Mesmo não sabendo da resposta, tinha algumas suposições, já que o prédio inteiro costumava comentar sobre ouvi-la gritando e discutindo com sua madrasta.

— Ah, Peep... — Um sorriso fraco marcou sua face, porém somente o sentimento de tristeza o retratava. Meu apelido em sua fala soava igual aos sussurros dos anjos, uma doçura escondida por trás de tanto sofrimento. — Quer ouvir coisas ruins? — Permaneci quieto em relação ao seu questionamento, a vendo deitar sua cabeça em meu peito. Foi um baque, mas um tão reconfortante. — Sempre gosto de imaginar como as coisas serão daqui uns dez anos, sabe? Dirigindo para longe, a cidade no retrovisor vai sumindo... cada vez mais distante.

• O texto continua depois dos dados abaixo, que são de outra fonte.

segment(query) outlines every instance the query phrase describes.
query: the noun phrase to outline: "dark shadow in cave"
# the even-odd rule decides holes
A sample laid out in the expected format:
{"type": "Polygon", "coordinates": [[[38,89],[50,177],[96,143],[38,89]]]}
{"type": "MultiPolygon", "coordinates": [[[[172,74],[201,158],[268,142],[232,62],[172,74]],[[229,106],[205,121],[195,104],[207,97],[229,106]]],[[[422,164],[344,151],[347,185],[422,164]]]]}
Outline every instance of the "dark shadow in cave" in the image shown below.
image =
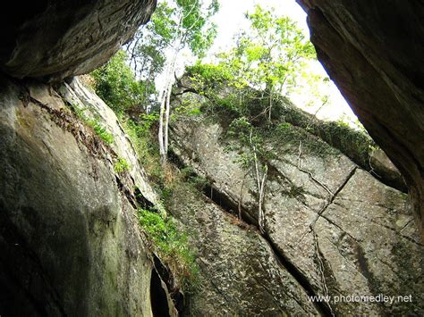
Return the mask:
{"type": "Polygon", "coordinates": [[[152,313],[155,317],[167,317],[169,315],[168,299],[162,287],[162,280],[156,270],[152,270],[150,279],[150,303],[152,313]]]}

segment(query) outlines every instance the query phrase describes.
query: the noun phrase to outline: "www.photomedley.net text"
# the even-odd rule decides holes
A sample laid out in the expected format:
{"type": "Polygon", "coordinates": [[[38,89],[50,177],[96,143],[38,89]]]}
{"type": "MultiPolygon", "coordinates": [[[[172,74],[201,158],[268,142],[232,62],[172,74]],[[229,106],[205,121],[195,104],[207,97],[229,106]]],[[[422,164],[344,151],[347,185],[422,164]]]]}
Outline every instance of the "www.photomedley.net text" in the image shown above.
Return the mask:
{"type": "Polygon", "coordinates": [[[412,302],[412,296],[406,295],[406,296],[388,296],[385,294],[378,294],[378,295],[336,295],[334,296],[314,296],[308,297],[310,302],[314,303],[387,303],[387,304],[394,304],[394,303],[411,303],[412,302]]]}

Nunca antes havia sido entendido, até ouvi-la dizer seus planos ambiciosos de partida. Fantasiava os meus desde que me vi sem uma figura paterna em casa, e Ayla absorvia minhas dores, assim como eu as dela. O mundo parecia pequeno demais para gente como nós.

— Entendo, garota. Talvez, possamos ir juntos para Califórnia. — Sugeri, acariciando seus cabelos, que mesmo nova, compunham tonalidades azuis recém pintadas. — Diamantes, rubis e joias... elas podem ser suas.

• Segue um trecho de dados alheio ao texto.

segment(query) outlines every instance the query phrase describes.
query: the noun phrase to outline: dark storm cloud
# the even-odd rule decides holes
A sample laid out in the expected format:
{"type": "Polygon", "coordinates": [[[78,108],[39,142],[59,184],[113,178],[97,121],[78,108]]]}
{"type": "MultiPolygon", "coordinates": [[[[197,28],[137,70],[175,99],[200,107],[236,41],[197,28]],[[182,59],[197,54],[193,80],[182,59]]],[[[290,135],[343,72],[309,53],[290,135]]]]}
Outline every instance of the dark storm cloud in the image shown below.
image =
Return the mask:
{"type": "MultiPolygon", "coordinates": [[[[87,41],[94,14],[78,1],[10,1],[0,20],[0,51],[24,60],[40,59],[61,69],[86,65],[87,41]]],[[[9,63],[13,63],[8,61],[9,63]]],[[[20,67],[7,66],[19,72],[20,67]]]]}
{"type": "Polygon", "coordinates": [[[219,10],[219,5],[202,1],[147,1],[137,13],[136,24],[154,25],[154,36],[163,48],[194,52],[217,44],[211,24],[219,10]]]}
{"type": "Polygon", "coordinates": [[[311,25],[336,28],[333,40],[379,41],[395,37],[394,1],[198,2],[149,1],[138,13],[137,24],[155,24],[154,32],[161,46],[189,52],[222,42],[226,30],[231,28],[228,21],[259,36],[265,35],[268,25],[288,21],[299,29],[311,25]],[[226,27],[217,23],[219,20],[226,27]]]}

— É uma promessa, Gustav? — Soltou um riso como se levasse na brincadeira, enquanto enxugava as lágrimas de suas bochechas, tais que molharam o tecido de minha camisa. Realmente não passavam-se de desejos sonhadores de dois pré-adolescentes frustados, almejando alto, planejando quase que o impossível, mas depois daquela conversa, estava decidido que queria conquistar o planeta inteiro e trabalharia duro para isso. — Pois, bem...

Se levantou, retirando as cinzas das bitucas que fumamos manchadas em sua roupa. Logo, acrescentou:

— Quando estiver pronto, estarei também. — Demonstrou entusiasmo, como se esperasse por uma oportunidade daquela, por um bom tempo. — Vamos rodar por aí, fazer cada suspiro valer a pena. Foda-se esses que nos odeiam, vamos ter uma vida grandiosa.

— À uma vida grandiosa! — Uni nossos mendinhos numa promessa infantil, e ela retribuiu o aperto, topando nossos planos incrivelmente movidos a um desejo mútuo.